Author Archives: litmanr
Happy Saturday Morning
There’s not much better (well, almost) than relaxing with coffee on an early Saturday morning with absolutely nothing planned for the weekend ahead. After reading the excellent profile of Dave Eggers in the WSJ weekend magazine, I perused this month’s A&A, which contains a great article on the relationship between temperature monitoring and mortality in patients that develop MH. I wrote a commentary on it in the Journal Club section of the blog. Check it out here.
I took a break from watching tennis to record this interview with @OpenAnesthesia
Although the summer is winding down, there’s much to be happy for: the U.S. Open is in full swing, school starts soon (the real Mother’s Day!), and football season starts this week. I took a break from my obsessive tennis watching to record this interview with @OpenAnesthesia’s Ed Nemergut. We discussed the current state of fetal surgery, anesthetic-related neurotoxicity in children, susceptibility to malignant hyperthermia, and discharge criteria after tonsillectomy.

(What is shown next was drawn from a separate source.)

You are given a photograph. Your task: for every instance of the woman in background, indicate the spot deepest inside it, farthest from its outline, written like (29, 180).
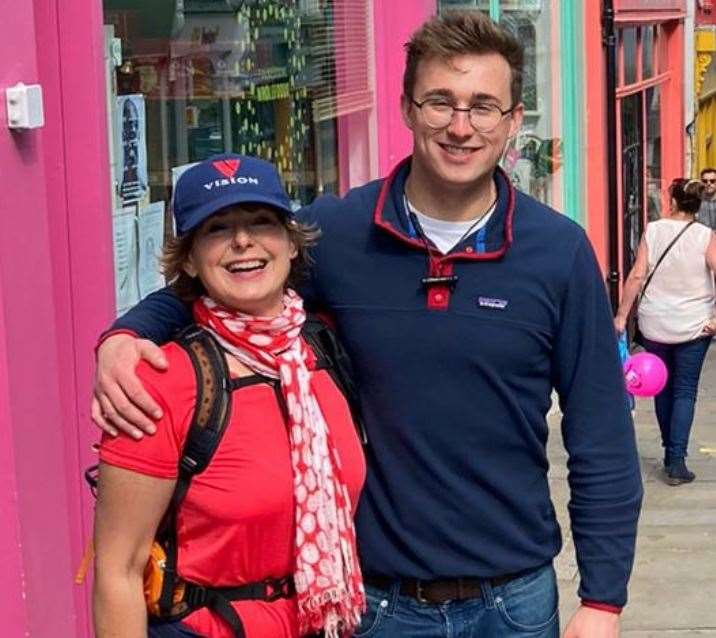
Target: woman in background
(675, 314)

Listen to it here: http://www.openanesthesia.org/OpenAnesthesia.org:MultimediaPlayer#tab=Ask_the_Expert
RSL
Sedation for PFTs??
Here at CHOP, we’ve run out of chloral hydrate (for the foreseeable future), which has been the mainstay for the pulmonologists’ sedation for PFTs. We haven’t found a good alternative. Has anyone had success with anything else? Ideally it should be oral only, so no IV is necessary, but we’ll consider anything.
Basics reviewed in December A&A!
Check out this nice review of Basics in the December issue of A&A: http://journals.lww.com/anesthesia-analgesia/Fulltext/2013/12000/Basics_of_Pediatric_Anesthesia___Tablet_Edition.42.aspx even though the author thought my sense of humor was “distracting” (can you imagine?). But I wish she would have mentioned the two most important parts of the book: the search function (no more looking in indexes) and the fact that the reader can just touch a referenced hyperlink and the article miraculously appears! I think another review will be in the Sunday NY Times sometime soon, I hope.
How was the Big Exam?
So…for a few days this week the CHOP OR hallways were filled with the recountings (and often trashings) of the new Pediatric Anesthesia Board Exam experience. Various faculty members were heard asking…”What did you put for that question on pyloric stenosis?” Answer: “Which one of the twelve questions on pyloric stenosis do you mean??!!” Invariably, answers were different. I wasn’t one of the lucky ones to take the exam (I, um, forgot to sign up), but I heard that it would be beneficial if you were a pediatric endocrinologist, or a specialist in anesthesia for fetal surgery. So help me – what should I study for next year? Which books, review courses, etc. were actually helpful? Was my book useful? What should I add in the 2014 update (besides adrenogenital syndrome) that would be helpful?
Problem parent…
After doing this for 23 years, I actually enjoy the challenge of dealing with the overly anxious or hostile parent…but yesterday, I think I met my match! My patient was a little girl with a chronic medical condition that needed an MRI and then an invasive procedure in IR. During her current hospitalization she had a procedure that resulted in a severe bradycardia, necessitating a brief period of chest compressions. The anesthesiologists attributed it to a “vagal reaction caused by distention of a hollow viscus”. The parents insisted on a cardiac consultation, which revealed nothing and recommended anticholinergic tx next time. When the parents arrived to the MRI suite the dad insisted on interviewing me first, or he would cancel the case. In my usual caring and ingratiating manner, I talked with him for a while and gained his trust…and he seemed fine. In the induction room he told me to give the atropine (I gave glyco) and wanted to know the dose of propofol I was using so he could make sure it wasn’t too much. I responded by asking him what he does for a living, and when he told me that he’s a car dealer, I told him that I wouldn’t come to his business and tell him how to deal cars. He actually appreciated that and backed off. After an easy MRI/IR anesthetic, my patient woke up a little weak, nothing terrible, and was transported to the PACU on room air with SpO2 100%. But dad let me know in no uncertain terms he wasn’t happy with her breathing. We reassured him that she would get stronger within the hour. He insisted to me that we gave too much anesthetic, going against what he said. After giving the usual explanations, I left for him to be alone with the PACU nurse. I came back to check on them about 20 min later where I learned that he told the nurses that “the anesthesiologist didn’t know what he was doing.” For probably the first time in my career I almost lost it (but I didn’t) and I addressed him fairly sternly about letting us do what’s best for his child without him antagonizing the staff. Since then, I’ve debated with myself whether to have increased empathy for a stressed dad with a chronically ill child, (and as I later found out, a newborn at home and a recent job loss) vs. the inappropriateness of his anxiety and disrespect for his daughters caretakers. Am I out of line? Thoughts?